しかし、空き地が今なお大量に放置されているその一方で、中古住宅の市場はブログ開設当初と比較して、誰の目にも明らかなほど活況を呈してきた。

築30年にも満たない空き家がいたるところに放置されていた千葉県の限界分譲地だが、本書執筆中の2023年秋の時点では、よほど再利用が困難な廃墟でもない限り、空き家に買い手がつかず手放せない、という状況は起こりえないと思う。

これは決して僕だけの先入観で語っているわけではなく、取材でお会いした地元の不動産関係者の方々も口を揃えて同じ見解を述べている。

むしろ不動産業者自身、同業他社や個人の投資家などとの競争の中、商品としての「空き家」を積極的に追い求めている。

このまま空き家が増加してゴーストタウンになってしまうという僕の予測は大きく外れ、むしろ取引価格は上昇する一方で、今では、ブログ開設当初によく見かけたような投げ売り価格の物件など、一般の物件サイトではほとんど見かけなくなってしまった。

300万円でも売れなかった築30年弱の「庭付き一戸建て」

僕が都内から千葉県八街市への転居を決心して、本格的に物件情報を調べ始めたころ、八街市周辺の、1990年前後に建築された一般的な子育て世帯向けサイズ(床面積70~90m2ほど)の中古住宅は、安いものでは150万円くらいで広告が出されていた。

もちろん、プロの業者であればそれよりも安い価格で物件を仕入れる機会はいくらでもあると思うが、僕のような一般人でも容易に入手できる物件情報でも、その程度の価格帯の物件はよく見かけたし、300万円程度の価格であれば、大体いつも掲載されていて、数カ月間は広告が出され続けているのが常だった。
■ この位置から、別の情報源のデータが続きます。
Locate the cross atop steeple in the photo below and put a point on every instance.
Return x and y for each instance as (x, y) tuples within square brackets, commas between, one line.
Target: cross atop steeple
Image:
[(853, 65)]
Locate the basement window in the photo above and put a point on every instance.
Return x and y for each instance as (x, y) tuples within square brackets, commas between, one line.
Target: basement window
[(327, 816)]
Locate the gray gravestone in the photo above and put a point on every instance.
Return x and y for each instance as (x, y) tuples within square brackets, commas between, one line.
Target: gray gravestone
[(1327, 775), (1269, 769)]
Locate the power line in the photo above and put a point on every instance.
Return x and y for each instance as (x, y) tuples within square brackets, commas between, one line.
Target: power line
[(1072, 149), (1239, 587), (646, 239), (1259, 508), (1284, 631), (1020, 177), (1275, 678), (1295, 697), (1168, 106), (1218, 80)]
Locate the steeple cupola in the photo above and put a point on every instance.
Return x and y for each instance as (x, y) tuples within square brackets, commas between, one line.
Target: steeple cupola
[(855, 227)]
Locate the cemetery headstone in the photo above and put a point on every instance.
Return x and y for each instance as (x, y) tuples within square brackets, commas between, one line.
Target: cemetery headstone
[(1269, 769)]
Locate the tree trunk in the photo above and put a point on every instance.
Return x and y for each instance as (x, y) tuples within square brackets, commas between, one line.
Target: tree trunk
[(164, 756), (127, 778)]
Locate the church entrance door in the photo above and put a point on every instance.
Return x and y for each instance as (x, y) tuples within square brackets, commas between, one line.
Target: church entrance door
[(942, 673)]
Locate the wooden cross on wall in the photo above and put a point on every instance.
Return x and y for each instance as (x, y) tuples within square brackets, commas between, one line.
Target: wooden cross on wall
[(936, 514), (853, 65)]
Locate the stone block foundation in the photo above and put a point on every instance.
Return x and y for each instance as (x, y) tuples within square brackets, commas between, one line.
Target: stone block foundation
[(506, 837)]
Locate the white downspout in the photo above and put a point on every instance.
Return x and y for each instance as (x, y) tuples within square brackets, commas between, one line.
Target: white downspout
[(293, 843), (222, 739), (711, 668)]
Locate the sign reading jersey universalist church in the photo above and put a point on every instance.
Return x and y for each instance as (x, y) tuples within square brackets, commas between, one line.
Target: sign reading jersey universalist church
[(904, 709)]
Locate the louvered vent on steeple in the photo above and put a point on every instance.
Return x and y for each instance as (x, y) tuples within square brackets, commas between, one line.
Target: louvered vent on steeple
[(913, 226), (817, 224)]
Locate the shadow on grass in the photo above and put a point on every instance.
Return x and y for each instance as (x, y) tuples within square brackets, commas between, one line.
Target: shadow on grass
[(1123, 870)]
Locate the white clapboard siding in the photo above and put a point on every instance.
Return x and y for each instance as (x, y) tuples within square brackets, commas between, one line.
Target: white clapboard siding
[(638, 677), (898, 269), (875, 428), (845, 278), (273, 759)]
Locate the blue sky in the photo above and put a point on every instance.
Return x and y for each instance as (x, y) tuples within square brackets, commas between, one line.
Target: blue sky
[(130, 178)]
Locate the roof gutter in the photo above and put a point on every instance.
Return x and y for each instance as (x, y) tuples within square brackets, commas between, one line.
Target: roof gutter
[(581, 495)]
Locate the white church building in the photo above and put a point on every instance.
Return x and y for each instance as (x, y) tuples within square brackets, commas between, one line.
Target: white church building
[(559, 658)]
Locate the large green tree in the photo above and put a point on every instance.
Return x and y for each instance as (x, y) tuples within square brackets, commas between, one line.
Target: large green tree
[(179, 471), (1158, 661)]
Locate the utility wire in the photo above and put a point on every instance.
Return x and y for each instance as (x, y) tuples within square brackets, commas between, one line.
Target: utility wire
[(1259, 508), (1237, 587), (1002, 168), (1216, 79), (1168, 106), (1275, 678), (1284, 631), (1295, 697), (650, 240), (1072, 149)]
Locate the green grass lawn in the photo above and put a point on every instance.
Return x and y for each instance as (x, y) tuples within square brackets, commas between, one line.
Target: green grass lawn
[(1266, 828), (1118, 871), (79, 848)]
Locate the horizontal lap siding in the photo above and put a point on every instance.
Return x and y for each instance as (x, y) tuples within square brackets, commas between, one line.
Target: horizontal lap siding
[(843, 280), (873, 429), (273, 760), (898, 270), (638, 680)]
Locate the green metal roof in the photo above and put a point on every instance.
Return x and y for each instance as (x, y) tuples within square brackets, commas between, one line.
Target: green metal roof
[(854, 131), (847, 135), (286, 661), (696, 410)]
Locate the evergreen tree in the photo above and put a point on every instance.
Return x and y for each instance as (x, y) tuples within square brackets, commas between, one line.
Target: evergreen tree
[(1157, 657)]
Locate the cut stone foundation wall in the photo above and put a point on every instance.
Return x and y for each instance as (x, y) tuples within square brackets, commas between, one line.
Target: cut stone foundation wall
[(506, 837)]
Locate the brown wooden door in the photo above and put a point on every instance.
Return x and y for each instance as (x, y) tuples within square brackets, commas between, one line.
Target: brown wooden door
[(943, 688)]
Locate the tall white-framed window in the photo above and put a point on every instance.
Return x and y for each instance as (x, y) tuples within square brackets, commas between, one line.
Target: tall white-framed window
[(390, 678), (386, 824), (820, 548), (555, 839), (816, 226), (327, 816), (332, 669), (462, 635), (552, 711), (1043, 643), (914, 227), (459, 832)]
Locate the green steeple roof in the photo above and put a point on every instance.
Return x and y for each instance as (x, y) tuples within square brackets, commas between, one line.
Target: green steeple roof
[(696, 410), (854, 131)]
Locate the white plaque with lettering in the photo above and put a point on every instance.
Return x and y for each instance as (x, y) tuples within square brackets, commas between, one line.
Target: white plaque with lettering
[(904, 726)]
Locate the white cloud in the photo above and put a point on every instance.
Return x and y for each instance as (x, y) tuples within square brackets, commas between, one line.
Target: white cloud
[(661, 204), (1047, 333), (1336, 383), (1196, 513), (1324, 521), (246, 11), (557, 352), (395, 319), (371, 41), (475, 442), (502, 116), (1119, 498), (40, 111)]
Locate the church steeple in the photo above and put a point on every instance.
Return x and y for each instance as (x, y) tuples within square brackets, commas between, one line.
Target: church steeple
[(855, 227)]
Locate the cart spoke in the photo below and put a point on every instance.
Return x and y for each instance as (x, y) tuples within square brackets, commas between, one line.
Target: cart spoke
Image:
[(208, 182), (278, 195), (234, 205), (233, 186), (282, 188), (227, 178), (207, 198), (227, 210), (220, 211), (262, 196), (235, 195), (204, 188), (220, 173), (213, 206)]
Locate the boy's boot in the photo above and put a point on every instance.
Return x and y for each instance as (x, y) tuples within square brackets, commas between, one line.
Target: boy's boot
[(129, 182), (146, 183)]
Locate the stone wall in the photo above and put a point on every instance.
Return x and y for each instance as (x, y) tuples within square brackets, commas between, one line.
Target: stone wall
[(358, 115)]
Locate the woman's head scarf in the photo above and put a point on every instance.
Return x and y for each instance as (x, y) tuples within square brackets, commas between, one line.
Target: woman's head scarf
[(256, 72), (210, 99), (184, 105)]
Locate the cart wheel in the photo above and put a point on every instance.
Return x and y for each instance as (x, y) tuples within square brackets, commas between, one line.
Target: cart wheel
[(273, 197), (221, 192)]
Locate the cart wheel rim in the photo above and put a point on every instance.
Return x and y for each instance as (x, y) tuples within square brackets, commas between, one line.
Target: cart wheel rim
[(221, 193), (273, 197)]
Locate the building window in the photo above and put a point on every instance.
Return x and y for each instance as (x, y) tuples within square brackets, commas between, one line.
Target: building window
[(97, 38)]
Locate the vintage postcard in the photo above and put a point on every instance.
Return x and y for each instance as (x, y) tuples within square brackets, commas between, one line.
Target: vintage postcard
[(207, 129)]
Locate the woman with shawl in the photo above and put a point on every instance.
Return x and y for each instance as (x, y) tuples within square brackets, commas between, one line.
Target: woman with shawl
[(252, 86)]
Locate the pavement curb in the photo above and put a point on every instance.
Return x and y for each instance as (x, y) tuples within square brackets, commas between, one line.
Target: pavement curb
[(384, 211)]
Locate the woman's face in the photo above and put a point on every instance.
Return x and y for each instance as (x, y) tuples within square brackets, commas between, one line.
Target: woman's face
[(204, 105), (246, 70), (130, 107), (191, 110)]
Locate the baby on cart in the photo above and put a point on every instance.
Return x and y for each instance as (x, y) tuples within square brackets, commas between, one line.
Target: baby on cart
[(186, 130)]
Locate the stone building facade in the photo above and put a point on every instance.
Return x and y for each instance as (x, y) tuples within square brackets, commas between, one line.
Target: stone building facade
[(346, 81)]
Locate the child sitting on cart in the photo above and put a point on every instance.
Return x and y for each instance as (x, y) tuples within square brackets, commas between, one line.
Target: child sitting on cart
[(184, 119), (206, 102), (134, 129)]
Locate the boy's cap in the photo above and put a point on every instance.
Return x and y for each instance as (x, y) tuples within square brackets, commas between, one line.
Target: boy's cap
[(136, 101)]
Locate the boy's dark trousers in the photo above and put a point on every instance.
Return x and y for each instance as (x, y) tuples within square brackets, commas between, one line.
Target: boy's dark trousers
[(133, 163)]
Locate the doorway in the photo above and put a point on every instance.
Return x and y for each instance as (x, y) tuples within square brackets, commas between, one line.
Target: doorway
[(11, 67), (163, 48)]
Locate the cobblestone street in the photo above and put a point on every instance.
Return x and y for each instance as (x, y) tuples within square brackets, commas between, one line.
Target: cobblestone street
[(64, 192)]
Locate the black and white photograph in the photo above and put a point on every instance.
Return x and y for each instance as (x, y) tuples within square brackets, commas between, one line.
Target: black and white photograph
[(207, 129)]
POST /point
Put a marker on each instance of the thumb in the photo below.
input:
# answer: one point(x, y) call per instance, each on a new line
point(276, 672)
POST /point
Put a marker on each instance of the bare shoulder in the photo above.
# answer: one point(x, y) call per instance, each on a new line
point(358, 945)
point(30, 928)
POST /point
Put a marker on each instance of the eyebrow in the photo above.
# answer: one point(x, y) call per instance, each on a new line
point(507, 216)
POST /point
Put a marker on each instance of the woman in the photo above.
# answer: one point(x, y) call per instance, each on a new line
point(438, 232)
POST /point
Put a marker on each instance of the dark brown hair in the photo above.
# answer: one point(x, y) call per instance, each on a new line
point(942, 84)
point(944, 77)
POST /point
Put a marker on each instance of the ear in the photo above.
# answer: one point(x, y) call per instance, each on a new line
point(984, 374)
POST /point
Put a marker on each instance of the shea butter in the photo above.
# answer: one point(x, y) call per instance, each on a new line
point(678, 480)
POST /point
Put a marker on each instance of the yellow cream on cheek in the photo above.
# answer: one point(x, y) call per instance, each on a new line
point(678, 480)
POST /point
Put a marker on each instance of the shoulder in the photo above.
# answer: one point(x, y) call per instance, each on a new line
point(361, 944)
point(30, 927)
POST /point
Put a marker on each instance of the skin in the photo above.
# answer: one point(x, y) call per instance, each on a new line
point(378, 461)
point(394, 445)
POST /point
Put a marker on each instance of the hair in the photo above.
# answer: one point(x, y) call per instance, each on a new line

築30年弱の庭付き一戸建てが300万円というのは、都心部周辺で暮らす方にとって衝撃的な価格だったようで、僕のブログで初めて大きな注目を浴びた記事も、そうした八街周辺の物件相場や空き家の事情を語ったものだったが、元々はそんな価格の中古住宅は、いわば「安かろう悪かろう」の廉価品にすぎず、立地条件やその他のデメリットを許容できる購入者が現れるまで粘り強く広告に出され続けていたものだ。